Thankfully, the Wisconsin Supreme Court didn’t agree, siding with the workers that they should be paid for their time. As Gawker reported, the workers’ membership in the United Food and Commercial Workers (UFCW) was a real asset:
“The most notable thing about this case is that it took a team of attorneys from the UFCW union in order to get these more than 300 workers the proper compensation that they were due. Had they not had a team of union attorneys working on their behalf, they would have gotten nothing, for the simple reason that the company just felt that it didn’t have to pay them for all their time. Knowing that only a small fraction of American workers are unionized, it is easy to imagine how many thousands and thousands of workers in other workplaces are getting screwed out of their proper compensation because their employer arbitrarily categorizes some portion of their time spent at work as not being work.”
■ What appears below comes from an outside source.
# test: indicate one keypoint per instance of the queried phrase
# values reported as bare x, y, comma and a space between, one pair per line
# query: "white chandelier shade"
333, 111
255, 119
But there are still other battles raging on in this issue. For example, the U.S. Supreme Court is still weighing Tyson Foods v. Bouaphakeo, which it heard last December. In that case, the meat processing giant is asking the high court not only to throw out a $6 million verdict issued against it, but to stop others from filing similar lawsuits against it going forward.
The company originally refused to allow its workers to punch a time clock until after they donned the gear they need for work. After several judgments against it, Tyson allotted four minutes a shift and applied it to workers. Workers in an Iowa plant, however, said that didn’t even come close. And review of video of workers coming and leaving the plant proved it, as Mother Jones magazine reported:
“Using those measurements, the plaintiffs estimated that some workers lost less than $50 in wages during the period covered by the suit. But for others, according to Scott Michelman, a lawyer from the Public Citizen Litigation Group representing the workers, the lost pay was upwards of $9,000. In all, after a nine-day trial, a jury concluded in 2011 that between 2004 and 2010, Tyson had stiffed workers nearly $3 million in wages under this system. The jury added additional damages to the award, bringing the total to nearly $6 million.”
In short, these aren’t inconsequential losses for workers, even though they might be for employers. Still, that doesn’t stop these companies from grabbing every cent they can. It is despicable, and shows why joining a union like the Teamsters is as important today as it’s ever been.